Finding zeroes of a polynomial with parameter

Question

Problem description says that for the function:

$$ f(x) = mx^2 + x + m - 1 $$

There are two different zeroes out of which both are lesser than 1. I'm tasked with finding all values of m that would fulfill this requirement.

First step was to see that the function is linear if the m parameter is 0, so the first m value that fulfills the requirement is the number 0. Then:

$$ b^2 - 4ac = 1 - 4m * (m-1)$$ $$ b^2 - 4ac = -4m^2 + 4m + 1$$

Then calculating $$ b^2 - 4ac $$ with respect to the above, like this:

$$ 16 - 4 * (-4) * 1 = 0 $$ $$ m_0 = \frac{-4}{-8} = \frac{1}{2} $$

So my final result is:

$$ m \in (0, \frac{1}{2} ) $$

But the answer sheet says that the actual answer is:

$$ m \in (0, \frac{1 + \sqrt2}{2} ) $$

So what did I do wrong here?

Answer 1

The method you tried to solve the problem isn't clear to me, so I can't tell what are you doing wrong. But to solve the problem, I suggest using Viete's formulas.

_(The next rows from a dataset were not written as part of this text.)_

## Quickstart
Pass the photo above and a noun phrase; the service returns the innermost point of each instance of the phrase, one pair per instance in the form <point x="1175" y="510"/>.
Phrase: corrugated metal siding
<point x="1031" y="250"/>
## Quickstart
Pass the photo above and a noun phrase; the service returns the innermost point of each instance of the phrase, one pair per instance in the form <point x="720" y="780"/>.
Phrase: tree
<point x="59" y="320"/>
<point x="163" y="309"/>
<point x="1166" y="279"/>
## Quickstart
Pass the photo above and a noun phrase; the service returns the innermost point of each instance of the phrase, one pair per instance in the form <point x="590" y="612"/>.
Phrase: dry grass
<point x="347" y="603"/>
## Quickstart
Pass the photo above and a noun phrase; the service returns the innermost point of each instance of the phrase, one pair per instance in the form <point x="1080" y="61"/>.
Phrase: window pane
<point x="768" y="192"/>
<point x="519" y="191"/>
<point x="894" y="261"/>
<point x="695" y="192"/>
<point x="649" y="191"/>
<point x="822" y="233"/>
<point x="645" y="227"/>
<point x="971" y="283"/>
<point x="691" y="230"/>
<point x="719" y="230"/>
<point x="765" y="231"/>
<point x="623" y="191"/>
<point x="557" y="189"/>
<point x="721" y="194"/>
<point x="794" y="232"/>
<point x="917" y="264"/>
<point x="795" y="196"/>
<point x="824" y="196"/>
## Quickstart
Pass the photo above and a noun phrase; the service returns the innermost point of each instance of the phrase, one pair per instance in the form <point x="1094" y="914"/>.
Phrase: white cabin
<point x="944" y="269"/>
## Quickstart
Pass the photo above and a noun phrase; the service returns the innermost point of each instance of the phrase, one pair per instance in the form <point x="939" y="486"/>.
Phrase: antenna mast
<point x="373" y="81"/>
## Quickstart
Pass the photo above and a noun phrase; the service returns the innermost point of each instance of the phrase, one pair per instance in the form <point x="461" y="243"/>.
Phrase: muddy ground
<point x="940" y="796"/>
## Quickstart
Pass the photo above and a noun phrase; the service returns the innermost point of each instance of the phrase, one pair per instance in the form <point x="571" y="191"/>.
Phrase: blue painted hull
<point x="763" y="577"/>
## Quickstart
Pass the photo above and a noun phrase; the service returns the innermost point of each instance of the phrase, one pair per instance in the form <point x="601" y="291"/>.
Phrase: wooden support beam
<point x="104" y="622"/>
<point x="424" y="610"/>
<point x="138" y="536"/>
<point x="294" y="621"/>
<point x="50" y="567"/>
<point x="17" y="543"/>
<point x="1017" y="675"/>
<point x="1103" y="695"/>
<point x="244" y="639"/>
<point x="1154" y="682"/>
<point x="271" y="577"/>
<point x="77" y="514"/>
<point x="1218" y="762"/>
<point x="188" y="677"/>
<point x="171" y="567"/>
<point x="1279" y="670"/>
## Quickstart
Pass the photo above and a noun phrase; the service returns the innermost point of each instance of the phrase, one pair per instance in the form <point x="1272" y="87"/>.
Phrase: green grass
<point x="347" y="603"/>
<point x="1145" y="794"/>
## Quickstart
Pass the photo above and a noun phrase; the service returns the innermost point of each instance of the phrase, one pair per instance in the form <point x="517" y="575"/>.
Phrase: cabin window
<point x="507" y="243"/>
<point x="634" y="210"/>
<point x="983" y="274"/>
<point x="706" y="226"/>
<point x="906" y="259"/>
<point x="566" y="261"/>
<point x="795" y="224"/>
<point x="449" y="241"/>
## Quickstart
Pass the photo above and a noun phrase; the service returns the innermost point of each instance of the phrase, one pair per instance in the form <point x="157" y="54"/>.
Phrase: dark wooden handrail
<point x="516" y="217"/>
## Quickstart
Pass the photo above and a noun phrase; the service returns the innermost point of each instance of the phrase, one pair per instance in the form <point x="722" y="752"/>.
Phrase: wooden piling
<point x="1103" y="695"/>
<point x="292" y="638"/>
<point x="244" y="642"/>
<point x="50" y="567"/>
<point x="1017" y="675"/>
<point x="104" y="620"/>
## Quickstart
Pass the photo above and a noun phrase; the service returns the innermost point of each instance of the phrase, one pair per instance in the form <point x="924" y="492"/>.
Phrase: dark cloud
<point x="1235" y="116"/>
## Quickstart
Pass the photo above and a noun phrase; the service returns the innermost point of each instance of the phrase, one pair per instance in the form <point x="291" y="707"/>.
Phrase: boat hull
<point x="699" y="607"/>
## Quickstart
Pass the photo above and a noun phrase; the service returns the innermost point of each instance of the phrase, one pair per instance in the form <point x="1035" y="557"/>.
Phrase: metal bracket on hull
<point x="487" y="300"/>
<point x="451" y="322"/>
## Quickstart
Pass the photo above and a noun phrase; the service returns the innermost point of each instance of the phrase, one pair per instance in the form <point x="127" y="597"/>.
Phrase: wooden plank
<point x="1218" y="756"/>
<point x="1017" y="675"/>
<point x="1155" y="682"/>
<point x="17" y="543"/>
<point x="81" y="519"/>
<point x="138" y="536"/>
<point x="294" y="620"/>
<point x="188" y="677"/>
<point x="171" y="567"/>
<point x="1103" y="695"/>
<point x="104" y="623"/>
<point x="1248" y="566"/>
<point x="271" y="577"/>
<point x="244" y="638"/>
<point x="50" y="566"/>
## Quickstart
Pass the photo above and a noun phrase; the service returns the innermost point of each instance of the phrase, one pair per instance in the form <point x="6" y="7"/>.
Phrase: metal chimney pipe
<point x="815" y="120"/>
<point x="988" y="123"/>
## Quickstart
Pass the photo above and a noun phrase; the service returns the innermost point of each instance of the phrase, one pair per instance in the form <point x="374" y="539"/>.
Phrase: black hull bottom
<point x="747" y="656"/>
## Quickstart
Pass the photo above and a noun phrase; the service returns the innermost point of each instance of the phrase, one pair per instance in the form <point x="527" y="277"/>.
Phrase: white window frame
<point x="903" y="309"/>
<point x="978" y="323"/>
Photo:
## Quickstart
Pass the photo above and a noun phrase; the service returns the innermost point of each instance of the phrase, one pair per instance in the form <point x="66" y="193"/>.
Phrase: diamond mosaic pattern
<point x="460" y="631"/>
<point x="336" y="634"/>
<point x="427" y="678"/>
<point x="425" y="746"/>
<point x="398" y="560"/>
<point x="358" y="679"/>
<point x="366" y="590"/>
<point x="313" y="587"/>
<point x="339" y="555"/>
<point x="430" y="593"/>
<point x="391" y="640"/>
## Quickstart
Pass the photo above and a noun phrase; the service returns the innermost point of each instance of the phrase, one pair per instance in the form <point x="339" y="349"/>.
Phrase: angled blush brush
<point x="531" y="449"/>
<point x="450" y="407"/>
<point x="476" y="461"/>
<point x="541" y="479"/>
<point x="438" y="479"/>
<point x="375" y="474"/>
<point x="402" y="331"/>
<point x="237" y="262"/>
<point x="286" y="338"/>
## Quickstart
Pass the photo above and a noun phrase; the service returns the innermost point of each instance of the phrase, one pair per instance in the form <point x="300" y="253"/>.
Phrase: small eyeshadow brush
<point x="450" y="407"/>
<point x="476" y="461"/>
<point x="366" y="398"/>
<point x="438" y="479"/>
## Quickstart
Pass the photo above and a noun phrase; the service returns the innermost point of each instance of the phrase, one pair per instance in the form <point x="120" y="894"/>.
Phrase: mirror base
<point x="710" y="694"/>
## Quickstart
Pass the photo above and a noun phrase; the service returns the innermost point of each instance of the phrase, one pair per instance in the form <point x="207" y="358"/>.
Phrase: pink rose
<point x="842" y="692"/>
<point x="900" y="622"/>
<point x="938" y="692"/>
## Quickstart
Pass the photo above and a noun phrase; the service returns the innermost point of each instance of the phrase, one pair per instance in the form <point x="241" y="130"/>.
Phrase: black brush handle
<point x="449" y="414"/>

The condition "two different zeros, both lesser than 1" can be expressed by conditions. $$ \Delta > 0 \\ (x_1-1) + (x_2-1) < 0 \\ (x_1-1)\cdot (x_2-1) > 0$$ that is $$ \Delta > 0 \\ x_1+x_2-2 < 0 \\ x_1x_2 - (x_1+x_2) +1 > 0$$ You have $\Delta= b^2-4ac=-4m^2+4m+1$ and the Viete's formulas give $x_1+x_2 = \frac{b}{a} = \frac{1}{m}$ and $x_1x_2 = \frac{c}{a}=\frac{m-1}{m}$. Therefore you need to solve the set of equations: $$ -4m^2+4m+1 > 0 \\ \frac{1}{m}-2 < 0 \\ \frac{m-1}{m} - \frac{1}{m} +1 > 0$$

Answer 2

It looks like you are following some algorithm that used to solve a similar problem, but it doesn't make much sense in this problem

The function must have

1. Two roots (not one, not zero)

$ax^2+bx+c$ has two roots only when $a\neq0$ (linear function has only one root) and the $D>0$.

2. Each root should be less than 1.

Since it's easy to say which root is the largest, we can check that only largest root is smaller than 1.

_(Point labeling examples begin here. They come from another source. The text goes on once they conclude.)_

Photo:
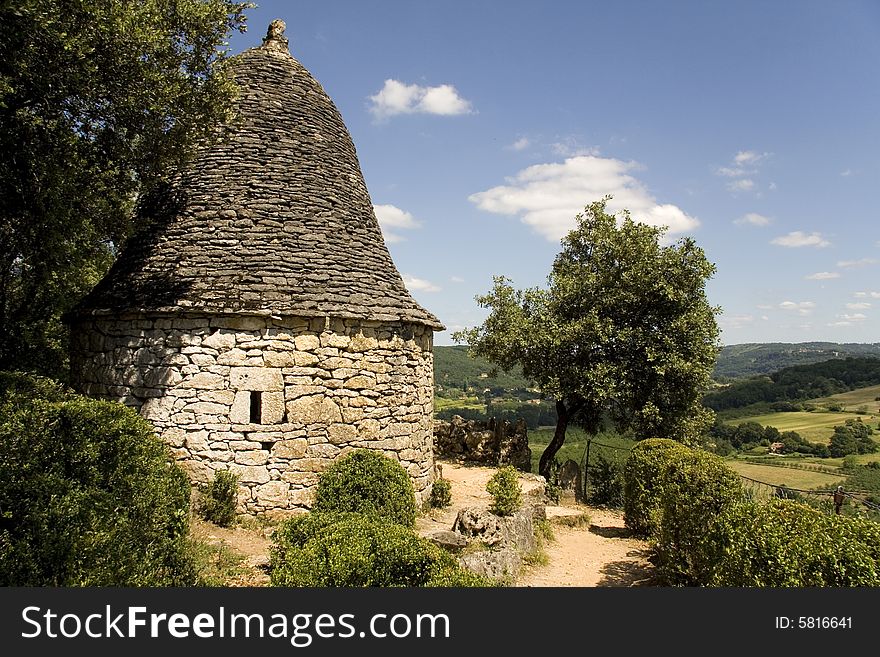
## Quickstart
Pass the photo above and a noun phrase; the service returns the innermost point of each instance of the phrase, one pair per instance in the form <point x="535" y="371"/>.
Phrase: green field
<point x="817" y="427"/>
<point x="854" y="399"/>
<point x="791" y="477"/>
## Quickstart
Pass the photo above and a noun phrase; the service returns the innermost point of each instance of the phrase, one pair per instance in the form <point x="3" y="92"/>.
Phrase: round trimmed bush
<point x="783" y="543"/>
<point x="354" y="550"/>
<point x="88" y="494"/>
<point x="367" y="482"/>
<point x="506" y="491"/>
<point x="441" y="494"/>
<point x="695" y="487"/>
<point x="642" y="485"/>
<point x="220" y="499"/>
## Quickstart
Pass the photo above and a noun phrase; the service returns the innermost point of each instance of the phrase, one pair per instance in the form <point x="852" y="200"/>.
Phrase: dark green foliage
<point x="367" y="482"/>
<point x="605" y="481"/>
<point x="88" y="496"/>
<point x="622" y="332"/>
<point x="741" y="360"/>
<point x="99" y="102"/>
<point x="457" y="370"/>
<point x="353" y="550"/>
<point x="220" y="498"/>
<point x="642" y="483"/>
<point x="785" y="543"/>
<point x="695" y="487"/>
<point x="441" y="494"/>
<point x="798" y="383"/>
<point x="506" y="491"/>
<point x="852" y="438"/>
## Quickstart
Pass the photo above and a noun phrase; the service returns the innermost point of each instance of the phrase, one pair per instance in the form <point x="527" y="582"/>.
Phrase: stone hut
<point x="260" y="323"/>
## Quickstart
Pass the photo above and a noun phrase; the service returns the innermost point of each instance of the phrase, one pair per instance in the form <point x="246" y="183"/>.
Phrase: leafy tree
<point x="100" y="103"/>
<point x="623" y="330"/>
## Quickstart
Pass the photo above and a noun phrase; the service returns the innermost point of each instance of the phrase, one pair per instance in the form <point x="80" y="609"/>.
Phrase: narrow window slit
<point x="256" y="407"/>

Each of those conditions will give us sets of possible values of $m$. We should take the intersection of those sets, since we need those conditions to be true at the same time.

Can you figure out the rest?

Answer 3

Let $$f(x)=mx^2+x+m-1.$$ $f(x)=0$ will have real roots if $$ B^2\ge 4AC \Rightarrow 4m^2-4m-1 \le 0 \Rightarrow \frac{1-\sqrt{2}}{2} \le m \le \frac{1+\sqrt{2}}{2} ----(1),$$ and if $$-B/2A <1 \Rightarrow \frac{-1}{2m}<1 \Rightarrow m(2m+1)>0 \Rightarrow m>0~ {\mbox or}~ m<-1/2-----(2),$$ and if $$f(1)>0 \Rightarrow 2m>0......(3)$$ The overlap of (1,2,3) gives $$ m \in (0,\frac{1+\sqrt{2}}{2}),$$ for two real distinct roots <1.